Hon. Secretary of War: I begin to feel that I ought to be at home, and yet I dislike to leave without seeing nearer to the end of General Grant's present movement. He has now been out since yesterday morning, and although he has not been diverted from his programme, no considerable effect has yet been produced, so far as we know here.
Stanton encouraged the president to remain at City Point, responding in a telegram the following day "I hope you will stay to see it out, or for a few days at least."
On March 30th, Secretary of State William H. Seward arrived at City Point.
On one of the days when Lincoln was at City Point, he spent five hours visiting soldiers at the army field hospital. Author David Herbert Donald describes the visit in his 1995 biography Lincoln at page 572:
Lincoln visited the army field hospital where for more than five hours he moved from tent to tent, greeting each patient, pausing at the bedside of the seriously ill or wounded, and making a point of shaking hands with the hospitalized Confederates.
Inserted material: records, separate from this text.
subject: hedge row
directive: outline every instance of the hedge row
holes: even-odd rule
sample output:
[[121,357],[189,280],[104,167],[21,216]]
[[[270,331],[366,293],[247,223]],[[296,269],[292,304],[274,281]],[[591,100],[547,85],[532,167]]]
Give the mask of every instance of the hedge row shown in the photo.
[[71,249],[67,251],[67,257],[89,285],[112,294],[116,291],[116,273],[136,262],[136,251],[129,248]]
He had very little time for relaxation and his "very careworn and fatigued appearance" reappeared whenever he let his guard down. In particular, Mary reported, he found that the visit to the hospital, "although a labor of love to him, fatigued him very much." But the cheers of the troops that he reviewed and the demonstrations of the sailors on the vessels that he passed in the James River were exhilarating and he gained strength from the scent of coming victory.